中国、コロナでも北戴河会議を決行 長老不満も習主席、権力基盤に自信

香港での騒動の一方で、中国では恒例の北戴河会議が行われたようです。北戴河会議とは、例年夏に行われる、党の幹部や長老たちが河北省の北戴河に集まり、重要事項を協議する非公式会議のことです。

米中問題や香港問題、そして2022年の共産党大会での習近平の続投問題などが話しあわれたと言われています。

今年は新型コロナウイルスを理由に会議の開催が見送られると思われていましたが、これが開かれたということになれば、習近平が自身の権力基盤にかなりの自信があるということではないかと、産経新聞は報じています。

その一方で、香港では国家安全維持法の施行を強行し、西側諸国の反発も承知の上で、周庭氏らを逮捕しました。

その狙いは、台湾への脅しの意味があると思いますが、単なる脅しのみならず、いよいよ習近平は台湾統一へと乗り出そうとしているのだと思われます。香港の民主活動を抑え込めば、次は台湾です。2019年の香港デモの際、台湾では「今日の香港は明日の台湾だ」という言葉がさかんに言われました。
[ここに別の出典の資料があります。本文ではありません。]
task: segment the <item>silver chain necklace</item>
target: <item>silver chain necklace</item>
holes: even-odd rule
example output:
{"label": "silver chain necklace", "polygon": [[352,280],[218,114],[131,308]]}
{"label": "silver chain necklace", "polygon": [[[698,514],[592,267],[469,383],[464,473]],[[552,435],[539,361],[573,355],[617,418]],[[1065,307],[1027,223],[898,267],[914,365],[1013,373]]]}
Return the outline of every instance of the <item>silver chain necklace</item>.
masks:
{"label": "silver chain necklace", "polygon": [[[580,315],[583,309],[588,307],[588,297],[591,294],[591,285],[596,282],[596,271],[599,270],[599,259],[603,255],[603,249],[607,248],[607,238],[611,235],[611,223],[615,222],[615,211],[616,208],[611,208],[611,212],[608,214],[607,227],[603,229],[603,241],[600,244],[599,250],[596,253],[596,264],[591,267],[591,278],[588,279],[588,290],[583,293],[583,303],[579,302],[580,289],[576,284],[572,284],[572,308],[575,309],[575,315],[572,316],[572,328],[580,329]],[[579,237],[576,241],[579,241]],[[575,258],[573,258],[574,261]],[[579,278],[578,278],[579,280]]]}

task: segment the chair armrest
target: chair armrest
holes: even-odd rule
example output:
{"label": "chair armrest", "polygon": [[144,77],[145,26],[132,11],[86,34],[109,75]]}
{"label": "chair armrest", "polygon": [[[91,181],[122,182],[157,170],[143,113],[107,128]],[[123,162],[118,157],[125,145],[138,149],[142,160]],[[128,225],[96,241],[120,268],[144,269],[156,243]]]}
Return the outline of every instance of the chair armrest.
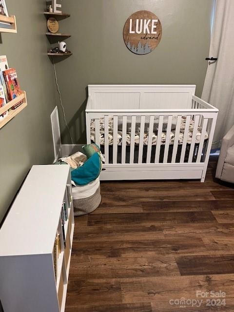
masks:
{"label": "chair armrest", "polygon": [[216,170],[215,177],[220,179],[222,175],[224,160],[227,155],[227,151],[230,146],[234,144],[234,125],[224,136],[222,142],[220,154],[218,157],[218,164]]}

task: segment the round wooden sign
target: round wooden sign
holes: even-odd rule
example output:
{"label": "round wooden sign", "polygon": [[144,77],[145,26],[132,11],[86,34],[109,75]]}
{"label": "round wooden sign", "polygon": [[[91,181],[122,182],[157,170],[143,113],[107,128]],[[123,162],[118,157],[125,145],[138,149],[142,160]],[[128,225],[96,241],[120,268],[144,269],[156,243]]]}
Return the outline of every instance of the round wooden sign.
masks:
{"label": "round wooden sign", "polygon": [[136,54],[148,54],[154,50],[162,37],[158,18],[149,11],[138,11],[129,17],[123,29],[127,48]]}
{"label": "round wooden sign", "polygon": [[58,22],[55,18],[51,17],[48,19],[47,27],[51,33],[55,34],[58,31]]}

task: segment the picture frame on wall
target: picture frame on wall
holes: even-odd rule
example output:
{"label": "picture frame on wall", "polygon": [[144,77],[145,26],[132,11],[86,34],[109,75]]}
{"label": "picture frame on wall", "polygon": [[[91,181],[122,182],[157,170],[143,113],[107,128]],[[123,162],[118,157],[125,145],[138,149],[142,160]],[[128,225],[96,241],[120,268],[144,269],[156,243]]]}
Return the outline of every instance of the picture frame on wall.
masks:
{"label": "picture frame on wall", "polygon": [[0,0],[0,15],[9,16],[5,0]]}

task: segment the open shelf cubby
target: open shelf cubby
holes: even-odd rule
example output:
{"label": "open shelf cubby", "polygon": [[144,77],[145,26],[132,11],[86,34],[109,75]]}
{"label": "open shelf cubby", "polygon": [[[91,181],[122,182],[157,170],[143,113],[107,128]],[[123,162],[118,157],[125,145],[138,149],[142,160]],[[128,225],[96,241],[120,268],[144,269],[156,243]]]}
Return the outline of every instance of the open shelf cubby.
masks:
{"label": "open shelf cubby", "polygon": [[2,128],[7,122],[10,121],[13,118],[14,118],[17,114],[20,113],[23,110],[24,108],[27,106],[27,97],[26,96],[26,92],[25,91],[22,91],[22,93],[14,98],[12,101],[8,102],[6,105],[0,108],[0,115],[2,115],[5,112],[11,108],[13,106],[17,105],[18,103],[22,101],[22,103],[18,106],[15,109],[12,109],[10,112],[8,112],[8,115],[7,116],[3,118],[0,120],[0,129]]}
{"label": "open shelf cubby", "polygon": [[70,53],[47,53],[50,57],[66,57],[69,55],[72,55],[72,52]]}
{"label": "open shelf cubby", "polygon": [[56,33],[53,34],[53,33],[47,32],[45,33],[46,36],[57,36],[59,37],[67,37],[69,38],[71,36],[71,35],[69,34],[62,34],[62,33]]}
{"label": "open shelf cubby", "polygon": [[8,17],[0,15],[0,23],[8,23],[10,24],[11,26],[11,28],[0,27],[0,33],[12,33],[16,34],[17,32],[16,20],[15,15]]}

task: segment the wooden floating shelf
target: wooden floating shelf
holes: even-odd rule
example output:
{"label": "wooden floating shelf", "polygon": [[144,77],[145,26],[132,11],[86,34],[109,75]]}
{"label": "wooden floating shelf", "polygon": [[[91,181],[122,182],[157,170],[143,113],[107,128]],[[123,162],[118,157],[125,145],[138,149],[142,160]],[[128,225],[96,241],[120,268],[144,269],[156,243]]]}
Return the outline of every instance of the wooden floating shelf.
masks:
{"label": "wooden floating shelf", "polygon": [[54,17],[58,18],[58,19],[63,20],[64,19],[67,19],[67,18],[70,18],[71,15],[70,14],[67,14],[67,13],[53,13],[53,12],[44,12],[43,13],[45,17],[48,18],[50,18],[51,17]]}
{"label": "wooden floating shelf", "polygon": [[68,55],[72,55],[72,53],[47,53],[50,57],[66,57]]}
{"label": "wooden floating shelf", "polygon": [[0,15],[0,23],[9,23],[11,24],[11,28],[4,28],[0,27],[0,33],[12,33],[16,34],[17,32],[16,27],[16,20],[15,15],[8,17]]}
{"label": "wooden floating shelf", "polygon": [[69,35],[69,34],[62,34],[61,33],[56,33],[55,34],[53,34],[53,33],[45,33],[45,34],[47,36],[57,36],[58,37],[70,37],[71,35]]}
{"label": "wooden floating shelf", "polygon": [[0,129],[2,128],[3,126],[10,121],[10,120],[27,106],[27,103],[26,92],[25,91],[22,91],[22,94],[20,94],[20,96],[19,96],[19,97],[17,97],[17,98],[14,98],[12,101],[10,101],[6,105],[0,108],[0,115],[1,115],[3,113],[8,111],[10,108],[11,108],[12,106],[16,105],[22,101],[23,103],[20,106],[15,109],[11,110],[11,111],[8,112],[8,116],[0,120]]}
そして、その香港ではついに香港人の自治権も言論の自由も奪われました。そうなれば、次は台湾ということになるのは自明のことです。

李登輝元総統が逝去されたとき、中国国務院台湾事務弁公室の朱鳳蓮報道官は、「『台湾独立』は破滅への道だ。国家統一、民族復興という歴史の大勢はいかなる人物も勢力も阻めない!」とする短い談話を出し、台湾を牽制しました。

「台湾独立、破滅への道」 中国政府

これまで中国側は台湾に、「一国二制度」を受け入れるように求めてきました。しかし、香港がこのような状況になった以上、中国が「一国二制度」を守るはずがありません。
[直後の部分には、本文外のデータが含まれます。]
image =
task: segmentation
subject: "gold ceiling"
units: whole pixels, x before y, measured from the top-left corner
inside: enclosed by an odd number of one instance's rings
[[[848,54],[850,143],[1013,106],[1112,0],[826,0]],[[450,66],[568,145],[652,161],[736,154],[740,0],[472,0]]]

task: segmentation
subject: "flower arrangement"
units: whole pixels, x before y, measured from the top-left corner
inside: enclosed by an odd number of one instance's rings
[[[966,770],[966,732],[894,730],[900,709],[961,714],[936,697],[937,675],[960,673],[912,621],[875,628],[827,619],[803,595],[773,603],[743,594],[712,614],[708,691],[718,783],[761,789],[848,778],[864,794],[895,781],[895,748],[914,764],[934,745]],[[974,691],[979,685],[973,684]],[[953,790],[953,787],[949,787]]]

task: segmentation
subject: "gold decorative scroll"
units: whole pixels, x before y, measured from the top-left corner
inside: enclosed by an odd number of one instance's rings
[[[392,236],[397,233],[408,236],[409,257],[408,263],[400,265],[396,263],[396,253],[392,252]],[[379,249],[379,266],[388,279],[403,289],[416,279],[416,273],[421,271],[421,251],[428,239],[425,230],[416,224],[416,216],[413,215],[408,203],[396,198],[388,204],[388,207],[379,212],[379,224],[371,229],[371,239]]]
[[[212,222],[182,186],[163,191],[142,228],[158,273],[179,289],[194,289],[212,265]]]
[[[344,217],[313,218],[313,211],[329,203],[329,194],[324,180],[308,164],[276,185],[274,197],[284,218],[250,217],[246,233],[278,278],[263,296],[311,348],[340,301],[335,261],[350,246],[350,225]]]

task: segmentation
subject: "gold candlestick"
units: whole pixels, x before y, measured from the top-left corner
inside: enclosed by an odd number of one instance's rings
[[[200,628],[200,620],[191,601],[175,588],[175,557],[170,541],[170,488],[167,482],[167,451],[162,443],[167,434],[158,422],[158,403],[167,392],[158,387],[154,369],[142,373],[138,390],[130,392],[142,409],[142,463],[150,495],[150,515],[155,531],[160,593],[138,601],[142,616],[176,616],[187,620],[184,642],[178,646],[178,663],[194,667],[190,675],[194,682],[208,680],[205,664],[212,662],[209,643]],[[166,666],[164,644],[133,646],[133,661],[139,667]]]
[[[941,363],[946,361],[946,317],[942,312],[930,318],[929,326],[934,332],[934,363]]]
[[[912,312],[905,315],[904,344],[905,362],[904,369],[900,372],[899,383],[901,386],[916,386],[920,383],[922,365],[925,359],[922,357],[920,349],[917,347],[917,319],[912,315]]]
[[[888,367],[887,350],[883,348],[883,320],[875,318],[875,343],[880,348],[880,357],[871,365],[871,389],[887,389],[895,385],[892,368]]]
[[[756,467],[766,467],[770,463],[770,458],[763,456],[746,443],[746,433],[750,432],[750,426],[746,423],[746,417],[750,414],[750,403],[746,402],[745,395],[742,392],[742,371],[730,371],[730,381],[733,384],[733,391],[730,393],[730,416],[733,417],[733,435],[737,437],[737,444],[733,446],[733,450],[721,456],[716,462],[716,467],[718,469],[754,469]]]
5月末に行われた中国の全国人民代表大会(全人代)での李克強首相の政府活動報告では、昨年までの「平和統一」を目指すという表現から、「平和」が抜けて、「統一」を目指すという表現になりました。そしてこのときの全人代で、香港への国家安全維持法制定を決定したのです。

中国、台湾統一へ強硬化 対話呼び掛けに反応せず

これまで、本メルマガで述べてきたように、習近平にはこれまで大した成果がありません。むしろ、米中対立を激化させ、台湾では独立派の蔡英文政権が2期目を迎え、武漢で新型コロナウイルスを発生させるなど、中国にとってマイナス面ばかりです。
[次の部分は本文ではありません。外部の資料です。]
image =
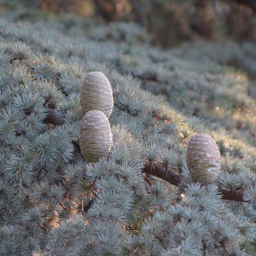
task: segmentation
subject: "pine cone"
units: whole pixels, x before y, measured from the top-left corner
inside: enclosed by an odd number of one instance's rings
[[[108,118],[113,107],[113,96],[109,81],[102,72],[90,72],[83,80],[80,94],[82,111],[103,112]]]
[[[198,134],[190,139],[186,151],[186,163],[190,175],[205,183],[214,182],[221,170],[221,155],[213,139],[206,134]]]
[[[84,115],[80,126],[79,140],[81,152],[89,162],[98,162],[100,157],[108,157],[112,137],[104,113],[92,110]]]

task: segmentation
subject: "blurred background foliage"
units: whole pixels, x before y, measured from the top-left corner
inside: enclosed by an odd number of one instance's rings
[[[252,0],[0,0],[0,8],[2,14],[11,10],[16,20],[57,14],[65,17],[66,28],[79,23],[85,34],[92,23],[137,22],[163,47],[202,38],[256,40]]]

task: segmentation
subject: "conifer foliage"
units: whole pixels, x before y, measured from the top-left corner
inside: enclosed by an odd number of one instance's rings
[[[52,25],[0,22],[0,255],[255,255],[249,140],[141,89],[154,77],[167,86],[173,73],[159,63],[166,53]],[[81,84],[90,72],[109,80],[113,107],[109,153],[89,163],[77,149]],[[189,94],[183,88],[172,93]],[[190,176],[186,148],[197,132],[219,147],[214,183]]]

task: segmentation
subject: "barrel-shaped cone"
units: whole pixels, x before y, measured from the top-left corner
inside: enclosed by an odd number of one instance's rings
[[[87,112],[80,126],[79,143],[82,154],[89,162],[97,162],[108,157],[111,147],[110,125],[104,113],[97,110]]]

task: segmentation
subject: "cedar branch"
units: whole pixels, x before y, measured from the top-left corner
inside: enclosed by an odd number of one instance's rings
[[[44,123],[52,124],[55,125],[61,125],[64,124],[64,120],[61,120],[58,117],[55,110],[47,108],[47,113],[48,116],[44,120]],[[81,150],[79,142],[73,141],[72,143],[81,153]],[[149,162],[146,162],[144,165],[144,169],[141,172],[156,176],[175,186],[178,186],[180,183],[179,175],[172,172],[170,169],[167,169],[166,175],[166,170],[165,168],[158,166],[155,164],[154,165],[153,168],[151,167],[152,164]],[[220,189],[219,191],[222,195],[222,199],[223,200],[244,202],[243,198],[244,192],[242,190],[225,190]]]

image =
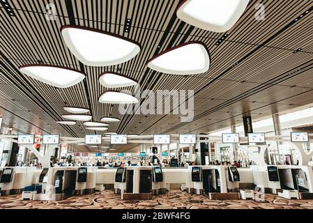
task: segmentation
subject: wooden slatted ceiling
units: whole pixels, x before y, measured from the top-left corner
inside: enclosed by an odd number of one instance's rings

その一方で習近平は、国家主席の任期を撤廃し、自らの名前を冠した思想を中国共産党の規約に盛り込むなど、自らに権力を集中させ、さらにはその力をいつまでも保ち続けようとしています。

しかし、建国の父である毛沢東、急速な経済発展を実現させたトウ小平の改革開放政策に比べて、習近平は何の功績もありません。